Billings police introduce two new K-9 recruits


Ed Kemmick/Last Best News

Cuff, the largest animal in the Billings Police Department’s K-9 unit, lunges at officer David Firebaugh, outfitted in a “bite suit.”

The Billings Police Department introduced two of its newest foot soldiers Wednesday, Belgian Malinoises named Susan and Dutch.

They are both dual-purpose dogs, trained to sniff out drugs and to do all the duties associated with regular patrol work, including evidence recovery, tracking, finding people who don’t want to be found and “bite apprehension.”

That last skill is particularly effective at obtaining compliance from criminal suspects.

“Who wants to get bit by a dog?” K-9 officer David Firebaugh asked. It’s a universal phobia, he said, “like spiders and snakes.”

Susan and Dutch, both about 2½ years old, join two other Belgian Malinoises already on the force: Kooko, 5½, and Cuff, who is about 9. Recon, also a dual-purpose dog of the same breed, recently retired, and Cuff will retire about the end of the year. His replacement will be coming on a bit earlier, probably in September, Firebaugh said.

The dogs showed their stuff for a small gathering of media representatives Wednesday at the department’s training facility on Midland Road.

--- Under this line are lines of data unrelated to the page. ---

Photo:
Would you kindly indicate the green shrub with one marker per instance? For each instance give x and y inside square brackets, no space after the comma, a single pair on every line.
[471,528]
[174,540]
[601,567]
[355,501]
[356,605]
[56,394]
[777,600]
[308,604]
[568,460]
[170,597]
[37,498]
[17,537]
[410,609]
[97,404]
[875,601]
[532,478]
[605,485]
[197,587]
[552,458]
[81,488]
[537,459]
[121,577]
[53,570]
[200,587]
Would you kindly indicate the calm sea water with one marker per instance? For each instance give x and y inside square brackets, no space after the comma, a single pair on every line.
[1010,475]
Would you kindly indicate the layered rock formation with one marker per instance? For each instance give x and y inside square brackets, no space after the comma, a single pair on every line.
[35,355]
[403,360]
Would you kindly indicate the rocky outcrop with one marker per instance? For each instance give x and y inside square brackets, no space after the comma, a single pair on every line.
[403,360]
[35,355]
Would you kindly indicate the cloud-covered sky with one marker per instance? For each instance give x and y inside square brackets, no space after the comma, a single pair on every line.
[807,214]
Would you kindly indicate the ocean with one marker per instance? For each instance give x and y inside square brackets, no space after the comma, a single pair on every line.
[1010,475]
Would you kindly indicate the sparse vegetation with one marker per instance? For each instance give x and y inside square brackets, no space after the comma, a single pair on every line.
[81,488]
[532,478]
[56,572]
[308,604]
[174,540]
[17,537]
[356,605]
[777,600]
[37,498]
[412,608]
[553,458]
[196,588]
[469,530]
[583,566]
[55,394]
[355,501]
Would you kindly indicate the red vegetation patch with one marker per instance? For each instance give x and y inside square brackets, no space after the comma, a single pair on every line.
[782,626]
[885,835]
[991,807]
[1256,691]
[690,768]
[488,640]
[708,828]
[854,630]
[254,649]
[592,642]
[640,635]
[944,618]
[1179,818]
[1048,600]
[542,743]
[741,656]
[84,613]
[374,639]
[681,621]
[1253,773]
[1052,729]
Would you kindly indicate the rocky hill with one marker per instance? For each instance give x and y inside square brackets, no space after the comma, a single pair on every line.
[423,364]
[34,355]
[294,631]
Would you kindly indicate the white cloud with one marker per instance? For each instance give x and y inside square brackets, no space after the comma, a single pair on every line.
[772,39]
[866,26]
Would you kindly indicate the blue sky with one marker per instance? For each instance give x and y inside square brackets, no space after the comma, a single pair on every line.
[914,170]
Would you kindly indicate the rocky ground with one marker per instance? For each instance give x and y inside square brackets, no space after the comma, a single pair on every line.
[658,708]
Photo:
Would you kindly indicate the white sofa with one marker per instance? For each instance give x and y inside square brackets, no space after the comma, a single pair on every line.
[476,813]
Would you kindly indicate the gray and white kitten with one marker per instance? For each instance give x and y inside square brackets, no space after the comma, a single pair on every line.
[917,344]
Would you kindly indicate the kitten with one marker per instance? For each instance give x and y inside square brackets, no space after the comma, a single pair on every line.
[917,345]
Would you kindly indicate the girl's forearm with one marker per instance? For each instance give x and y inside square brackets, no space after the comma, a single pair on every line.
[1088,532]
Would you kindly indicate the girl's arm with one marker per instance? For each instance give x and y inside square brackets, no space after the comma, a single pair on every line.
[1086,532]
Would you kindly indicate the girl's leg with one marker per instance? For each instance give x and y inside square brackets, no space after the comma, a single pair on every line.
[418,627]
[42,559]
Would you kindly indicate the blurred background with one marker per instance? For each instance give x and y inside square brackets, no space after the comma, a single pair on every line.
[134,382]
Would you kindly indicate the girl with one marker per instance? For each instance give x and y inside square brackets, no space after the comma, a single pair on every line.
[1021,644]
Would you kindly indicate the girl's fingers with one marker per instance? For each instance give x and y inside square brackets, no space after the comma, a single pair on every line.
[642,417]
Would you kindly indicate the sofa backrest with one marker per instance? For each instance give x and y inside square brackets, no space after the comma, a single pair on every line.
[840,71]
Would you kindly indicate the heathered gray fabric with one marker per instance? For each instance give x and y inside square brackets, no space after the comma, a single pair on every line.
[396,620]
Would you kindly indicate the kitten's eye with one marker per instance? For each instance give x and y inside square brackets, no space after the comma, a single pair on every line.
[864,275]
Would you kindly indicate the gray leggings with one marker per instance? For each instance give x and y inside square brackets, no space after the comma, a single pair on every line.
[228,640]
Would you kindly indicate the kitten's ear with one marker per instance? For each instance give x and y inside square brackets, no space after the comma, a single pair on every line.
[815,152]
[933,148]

Dutch and Kooko worked themselves into a slobbering slather while sniffing out drugs planted in one room, after which Susan and Cuff demonstrated their “bite apprehension” skills on a padded-suit-wearing Firebaugh, in the parking lot.

Firebaugh said the Belgian Malinois has gradually become the K-9 of choice for police departments because dogs of that breed look similar to and have many of the same traits as German shepherds, but are generally smaller, live longer and are less susceptible to maladies like back and hip cancer.

Each police dog has his or her own officer-handler. Firebaugh is Dutch’s handler and Susan is paired with Jeremiah Adams. Cuff is Rob Vickery’s dog and Kooko is handled by Richard Gilmore.

Firebaugh recently spent 12 weeks in Sharpsville, Pennsylvania, at a training center for dogs and handlers. He spent six weeks helping to train 30 dogs, including Susan and Dutch, and another six weeks learning how to train handlers.

At the training center, Firebaugh said, handlers being trained ran the gamut from people who had had dogs all their lives to one officer “who had never even had a goldfish before.” Handlers have to learn how to work with the dogs, how to give commands, how to develop a relationship with them.

Two of the Billings Police Department dogs will be assigned full-time to the traffic unit, where they are often used for drug detection; the other two will be used on patrol and wherever else they are needed at any given time.


Ed Kemmick/Last Best News

Dutch, at rest.

These dogs are used to detect four kinds of drugs — cocaine, methamphetamine, heroin and marijuana — but “you can train a dog to find just about anything you want,” Vickery said, including even thumb drives and CDs that might be used as evidence in, say, a case involving child pornography.

The dogs cost up to $14,000 each, but they also save the department lots of time. They can search a building in a fraction of the time it would take multiple officers to do the same job, and they can find drugs that officers might never have found themselves.

Kooko, Gilmore said, is “an amazing drug dog, just amazing.”

Part of what makes them so good is the excitement of the job, Firebaugh said, and they get incredibly wound up when they’re on a case. Just as with humans, that much intense concentration and excitement can be psychologically taxing, a factor that helps determine, along with decreased physical capacity, when the dogs are ready to retire.

When they do retire, their handlers pay the city $1 to release the city from liability, then take the dogs home for good.

“They should have the opportunity to enjoy just being a dog for a while,” Firebaugh said.